Control Barrier Function Augmentation in Sampling-based Control Algorithm for Sample Efficiency

TL;DR

This paper introduces a novel control algorithm that combines control barrier functions with sampling-based control to enhance sample efficiency and safety in cluttered, obstacle-rich environments for nonlinear stochastic path planning.

Contribution

It proposes a new algorithm integrating control barrier functions with model predictive path integral control, reducing sample requirements and improving performance in complex environments.

Findings

Requires fewer samples and time-steps than previous methods.

Achieves better safety and efficiency in obstacle-rich environments.

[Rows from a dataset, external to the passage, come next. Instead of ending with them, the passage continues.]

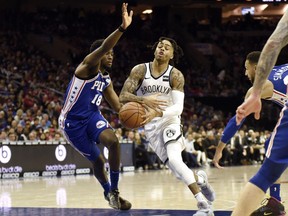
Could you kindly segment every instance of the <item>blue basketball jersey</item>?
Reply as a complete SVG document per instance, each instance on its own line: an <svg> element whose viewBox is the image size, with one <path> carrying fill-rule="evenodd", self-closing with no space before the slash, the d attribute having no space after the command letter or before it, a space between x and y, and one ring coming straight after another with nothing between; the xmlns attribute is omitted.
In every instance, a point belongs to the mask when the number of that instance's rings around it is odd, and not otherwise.
<svg viewBox="0 0 288 216"><path fill-rule="evenodd" d="M268 80L273 83L274 89L272 97L267 100L271 100L283 107L288 102L288 64L273 67Z"/></svg>
<svg viewBox="0 0 288 216"><path fill-rule="evenodd" d="M103 98L103 91L110 85L109 74L98 73L92 79L82 80L75 75L66 90L64 105L61 110L63 119L87 120L100 112L99 106Z"/></svg>

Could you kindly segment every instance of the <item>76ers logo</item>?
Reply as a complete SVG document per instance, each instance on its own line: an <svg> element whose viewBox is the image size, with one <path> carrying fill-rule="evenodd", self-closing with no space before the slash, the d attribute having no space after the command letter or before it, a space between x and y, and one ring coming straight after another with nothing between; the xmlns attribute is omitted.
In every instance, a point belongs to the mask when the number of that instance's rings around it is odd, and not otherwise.
<svg viewBox="0 0 288 216"><path fill-rule="evenodd" d="M166 131L166 136L171 138L175 135L176 131L175 130L172 130L172 129L169 129Z"/></svg>

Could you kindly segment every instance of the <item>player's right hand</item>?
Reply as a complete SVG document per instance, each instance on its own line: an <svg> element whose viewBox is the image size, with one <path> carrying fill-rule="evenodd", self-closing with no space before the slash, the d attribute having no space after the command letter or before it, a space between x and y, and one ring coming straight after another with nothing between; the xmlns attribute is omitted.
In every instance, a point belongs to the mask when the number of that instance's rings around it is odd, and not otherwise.
<svg viewBox="0 0 288 216"><path fill-rule="evenodd" d="M126 29L132 22L133 11L131 10L128 14L127 3L122 4L122 24L121 27Z"/></svg>
<svg viewBox="0 0 288 216"><path fill-rule="evenodd" d="M152 109L149 106L147 106L146 104L143 104L144 108L145 108L145 115L141 116L143 119L145 119L141 125L145 125L147 123L149 123L150 121L152 121L152 119L154 119L155 117L161 117L162 116L162 111L156 110L156 109Z"/></svg>

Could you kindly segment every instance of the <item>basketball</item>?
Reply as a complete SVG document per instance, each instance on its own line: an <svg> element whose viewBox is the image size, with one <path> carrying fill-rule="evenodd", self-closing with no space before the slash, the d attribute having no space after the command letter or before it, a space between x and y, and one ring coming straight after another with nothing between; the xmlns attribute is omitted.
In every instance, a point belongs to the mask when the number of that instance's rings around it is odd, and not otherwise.
<svg viewBox="0 0 288 216"><path fill-rule="evenodd" d="M119 111L119 119L121 124L128 129L140 127L145 120L141 116L145 114L144 107L137 102L128 102L124 104Z"/></svg>

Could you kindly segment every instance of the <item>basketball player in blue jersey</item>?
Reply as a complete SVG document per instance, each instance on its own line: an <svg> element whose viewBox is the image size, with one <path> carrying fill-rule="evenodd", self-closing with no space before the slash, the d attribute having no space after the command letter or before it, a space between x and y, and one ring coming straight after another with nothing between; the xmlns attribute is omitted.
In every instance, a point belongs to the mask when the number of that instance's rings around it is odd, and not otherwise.
<svg viewBox="0 0 288 216"><path fill-rule="evenodd" d="M154 60L136 65L121 90L120 102L139 102L147 109L143 124L150 146L164 164L194 194L198 211L194 216L212 216L215 193L204 171L194 174L183 162L184 137L180 116L184 105L184 76L173 60L183 55L177 43L161 37L153 46Z"/></svg>
<svg viewBox="0 0 288 216"><path fill-rule="evenodd" d="M122 24L99 46L95 41L84 60L76 68L66 90L59 127L69 143L93 166L93 173L104 189L104 197L114 209L128 210L131 203L119 196L120 144L109 122L101 115L99 106L103 96L118 112L121 105L110 76L101 71L111 66L112 48L132 22L133 11L122 4ZM102 73L103 72L103 73ZM110 182L105 171L105 160L96 143L109 149Z"/></svg>
<svg viewBox="0 0 288 216"><path fill-rule="evenodd" d="M288 44L288 10L280 19L276 29L267 40L256 68L253 89L248 98L236 110L236 122L239 125L246 116L254 113L259 119L261 111L261 94L269 73L276 63L281 49ZM280 75L280 74L279 74ZM288 84L288 77L282 81ZM286 90L286 95L287 95ZM232 216L248 216L263 199L266 190L282 175L288 166L288 102L285 103L278 122L270 136L266 159L258 172L245 185ZM264 215L269 215L265 213ZM270 215L285 215L285 212Z"/></svg>
<svg viewBox="0 0 288 216"><path fill-rule="evenodd" d="M245 61L245 75L253 83L255 78L255 71L257 68L257 63L260 57L260 52L254 51L247 55ZM268 79L266 80L262 93L261 99L271 100L277 105L283 107L284 104L288 101L288 95L286 95L287 86L284 83L284 80L288 79L288 64L279 65L273 67L272 71L269 74ZM251 94L252 88L250 88L245 98ZM245 120L245 119L244 119ZM235 135L237 130L241 127L244 120L241 124L236 124L236 115L230 119L227 126L225 127L223 134L221 136L220 142L216 148L216 152L213 158L213 163L217 168L221 168L219 165L219 160L222 157L222 151L226 146L226 143ZM269 139L265 142L265 148L267 150ZM254 212L255 215L262 215L264 212L283 212L284 206L279 202L281 201L280 197L280 181L277 181L270 187L270 196L267 205L260 207L257 211ZM274 199L276 198L276 199Z"/></svg>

Outperforms original model predictive path integral control algorithm.

Abstract

For a nonlinear stochastic path planning problem, sampling-based algorithms generate thousands of random sample trajectories to find the optimal path while guaranteeing safety by Lagrangian penalty methods. However, the sampling-based algorithm can perform poorly in obstacle-rich environments because most samples might violate safety constraints, invalidating the corresponding samples. To improve the sample efficiency of sampling-based algorithms in cluttered environments, we propose an algorithm based on model predictive path integral control and control barrier functions. The proposed algorithm needs fewer samples and time-steps and has a better performance in cluttered environments compared to the original model predictive path integral control algorithm.